Hint: If any general point say $(a,b)$passes through any given straight line then that point satisfy the given straight line
Say: General equation of straight line is $ax + by + c = 0$
If $(x,y)$,point is passing through above straight line, then $({x_1},{y_1})$will satisfy above straight line $ax + by + c = 0$
i.e. putting the value of $({x_1},{y_1})$in straight line, we will get
$a{x_1} + b{y_1} + c = 0$

Complete step-by-step answer:
In general, therefore, the equation y = mx represents a straight line passing through the origin with gradient m. The equation of a straight line with gradient m passing through the origin is given by y = mx.

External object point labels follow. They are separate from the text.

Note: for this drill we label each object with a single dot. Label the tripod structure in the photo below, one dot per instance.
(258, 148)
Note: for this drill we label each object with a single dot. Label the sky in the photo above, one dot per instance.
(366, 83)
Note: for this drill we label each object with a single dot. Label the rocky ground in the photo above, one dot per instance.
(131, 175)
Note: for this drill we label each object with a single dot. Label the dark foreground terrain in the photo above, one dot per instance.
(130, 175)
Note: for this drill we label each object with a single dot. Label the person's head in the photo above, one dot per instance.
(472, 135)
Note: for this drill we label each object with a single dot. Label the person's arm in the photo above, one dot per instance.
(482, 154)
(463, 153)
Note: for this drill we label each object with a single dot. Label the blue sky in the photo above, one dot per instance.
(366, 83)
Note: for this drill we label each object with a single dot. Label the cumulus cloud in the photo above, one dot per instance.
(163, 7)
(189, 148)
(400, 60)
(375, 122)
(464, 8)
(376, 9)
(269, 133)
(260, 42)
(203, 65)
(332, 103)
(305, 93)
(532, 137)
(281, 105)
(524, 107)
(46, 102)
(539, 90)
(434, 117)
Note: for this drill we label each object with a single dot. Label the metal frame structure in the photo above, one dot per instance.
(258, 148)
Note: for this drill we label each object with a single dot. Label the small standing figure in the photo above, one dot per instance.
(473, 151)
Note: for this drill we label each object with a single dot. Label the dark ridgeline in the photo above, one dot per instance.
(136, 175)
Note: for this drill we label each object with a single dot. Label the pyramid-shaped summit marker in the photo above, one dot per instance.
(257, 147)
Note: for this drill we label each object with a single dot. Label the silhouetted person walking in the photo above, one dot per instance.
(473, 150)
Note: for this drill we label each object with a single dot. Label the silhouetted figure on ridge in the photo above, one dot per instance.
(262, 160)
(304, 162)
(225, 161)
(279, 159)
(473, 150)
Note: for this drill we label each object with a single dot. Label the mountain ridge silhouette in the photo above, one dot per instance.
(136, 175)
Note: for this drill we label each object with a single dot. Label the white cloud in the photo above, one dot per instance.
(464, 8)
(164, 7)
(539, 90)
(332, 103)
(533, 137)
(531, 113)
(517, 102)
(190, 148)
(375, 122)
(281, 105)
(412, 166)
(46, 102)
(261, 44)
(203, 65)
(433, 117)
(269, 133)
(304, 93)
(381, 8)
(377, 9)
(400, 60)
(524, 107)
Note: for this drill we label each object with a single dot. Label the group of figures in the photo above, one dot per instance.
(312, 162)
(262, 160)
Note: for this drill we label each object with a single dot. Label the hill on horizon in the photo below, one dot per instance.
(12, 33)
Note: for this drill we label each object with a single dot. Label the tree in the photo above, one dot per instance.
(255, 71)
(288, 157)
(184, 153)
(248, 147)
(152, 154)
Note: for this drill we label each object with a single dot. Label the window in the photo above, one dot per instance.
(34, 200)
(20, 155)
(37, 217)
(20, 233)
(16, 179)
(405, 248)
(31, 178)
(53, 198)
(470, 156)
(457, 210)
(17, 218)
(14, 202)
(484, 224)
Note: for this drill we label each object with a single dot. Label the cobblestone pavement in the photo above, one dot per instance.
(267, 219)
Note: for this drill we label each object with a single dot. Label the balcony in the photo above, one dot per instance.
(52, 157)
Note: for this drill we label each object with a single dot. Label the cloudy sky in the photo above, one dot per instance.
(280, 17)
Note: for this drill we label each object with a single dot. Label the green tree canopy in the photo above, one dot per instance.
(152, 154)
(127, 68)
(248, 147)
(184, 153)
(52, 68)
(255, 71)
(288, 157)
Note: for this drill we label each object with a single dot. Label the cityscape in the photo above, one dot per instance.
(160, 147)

Here, given straight line is $2x + 5y = K$
It is given that the line$2x + 5y = K$passes through origin,
It means line $2x + 5y = K$, will satisfy the origin point i.e. $(0,0)$
So, putting $(0,0)$in above line $2x + 5y = K$,
We will get
$2(0) + 5(0) = K$
$ \Rightarrow 0 + 0 = K$
$ \Rightarrow K = 0$
Thus, the required value of $K$ for which the given line $2x + 5y = K$ passes through origin is $K = 0$
So, the correct answer is “Option A”.

Note: Any straight line say $ax + by + c = 0$ passes through origin will satisfy the point $(0,0)$when $(0,0)$is put into the line
i.e. $a(0) + b(0) + c = 0$
$ \Rightarrow C = 0$. Hence the value of \[C\]will be zero.
So in case of competitive exams one can directly write the value of zero.